We use Aspose.Pdf 20.12.0.0 for .NET to convert files of different formats to images.
There was a problem with one pdf file that had some symbols that where missing in resulting image file.
The example file is “edited.pdf”. It has 3 diameter symbols in it.
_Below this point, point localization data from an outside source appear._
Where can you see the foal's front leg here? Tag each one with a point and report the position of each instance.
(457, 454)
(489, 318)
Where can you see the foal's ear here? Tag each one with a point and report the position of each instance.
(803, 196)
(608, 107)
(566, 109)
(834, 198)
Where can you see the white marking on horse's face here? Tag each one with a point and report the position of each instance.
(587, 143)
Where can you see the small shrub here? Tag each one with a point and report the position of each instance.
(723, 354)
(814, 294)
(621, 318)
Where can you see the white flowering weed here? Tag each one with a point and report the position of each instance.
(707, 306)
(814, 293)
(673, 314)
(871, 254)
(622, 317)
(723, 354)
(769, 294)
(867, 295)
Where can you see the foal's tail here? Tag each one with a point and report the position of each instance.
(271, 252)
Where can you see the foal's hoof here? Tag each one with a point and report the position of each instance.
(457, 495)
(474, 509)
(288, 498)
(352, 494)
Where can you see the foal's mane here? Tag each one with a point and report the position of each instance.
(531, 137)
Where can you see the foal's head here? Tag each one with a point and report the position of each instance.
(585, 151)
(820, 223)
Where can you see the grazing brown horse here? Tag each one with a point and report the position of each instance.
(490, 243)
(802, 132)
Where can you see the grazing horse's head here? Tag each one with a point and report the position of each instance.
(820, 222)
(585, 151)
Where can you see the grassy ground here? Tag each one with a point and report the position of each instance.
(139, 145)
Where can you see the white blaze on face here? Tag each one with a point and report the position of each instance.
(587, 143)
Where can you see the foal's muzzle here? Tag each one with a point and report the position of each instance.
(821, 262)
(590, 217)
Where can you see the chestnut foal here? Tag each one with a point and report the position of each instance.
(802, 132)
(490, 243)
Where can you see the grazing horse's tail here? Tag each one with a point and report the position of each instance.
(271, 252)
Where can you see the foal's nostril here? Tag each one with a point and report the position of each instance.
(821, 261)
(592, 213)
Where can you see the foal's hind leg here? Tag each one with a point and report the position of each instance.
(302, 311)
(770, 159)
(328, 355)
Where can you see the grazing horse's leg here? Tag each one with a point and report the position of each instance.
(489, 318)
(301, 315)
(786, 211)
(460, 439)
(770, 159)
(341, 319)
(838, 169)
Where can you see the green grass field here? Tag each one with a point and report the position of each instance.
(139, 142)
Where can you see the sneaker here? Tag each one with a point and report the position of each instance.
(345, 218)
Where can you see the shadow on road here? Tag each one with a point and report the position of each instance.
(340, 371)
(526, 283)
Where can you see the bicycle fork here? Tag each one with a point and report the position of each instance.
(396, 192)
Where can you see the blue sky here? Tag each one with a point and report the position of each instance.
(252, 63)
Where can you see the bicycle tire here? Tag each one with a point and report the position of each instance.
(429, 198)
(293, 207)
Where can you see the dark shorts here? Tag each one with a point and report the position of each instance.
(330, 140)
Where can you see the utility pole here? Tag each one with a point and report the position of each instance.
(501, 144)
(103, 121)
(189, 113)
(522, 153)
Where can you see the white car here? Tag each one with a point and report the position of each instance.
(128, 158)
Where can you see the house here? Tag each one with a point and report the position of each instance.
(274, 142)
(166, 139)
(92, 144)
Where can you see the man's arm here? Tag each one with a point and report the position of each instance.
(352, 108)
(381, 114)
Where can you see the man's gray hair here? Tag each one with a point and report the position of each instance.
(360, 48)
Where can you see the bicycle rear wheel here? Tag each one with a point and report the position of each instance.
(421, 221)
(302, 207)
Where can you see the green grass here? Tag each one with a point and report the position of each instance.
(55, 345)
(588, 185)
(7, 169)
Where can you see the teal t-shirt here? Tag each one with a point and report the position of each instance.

First, file is converted to pdf. In input stream we can receive file of other formats, so all of them are converted to pdf first. This code is executed, when we receive pdf:
using (Aspose.Pdf.Document pdf = ParseFileToPdfTest(stream))
{
pdf.Save("edited_ConvertedToPdf.pdf.pdf");
ParsePdfToImageFilesTest(pdf);
}
private static Aspose.Pdf.Document ParseFileToPdfTest(Stream stream)
{
Aspose.Pdf.Document pdf = null;
try
{
pdf = new Aspose.Pdf.Document(stream);
}
catch (Exception ex)
{
throw new Exception("Error reading file", ex);
}
MemoryStream output = new MemoryStream();
pdf.Save(output);
pdf.Dispose();
output.Position = 0;
return new Aspose.Pdf.Document(output);
}
1111017173531 (1).pdf (281,2 КБ)
edited.pdf (55,5 КБ)
edited_ConvertedToImage.jpeg (58,4 КБ)
edited_ConvertedToImage_Subset.jpeg (58,7 КБ)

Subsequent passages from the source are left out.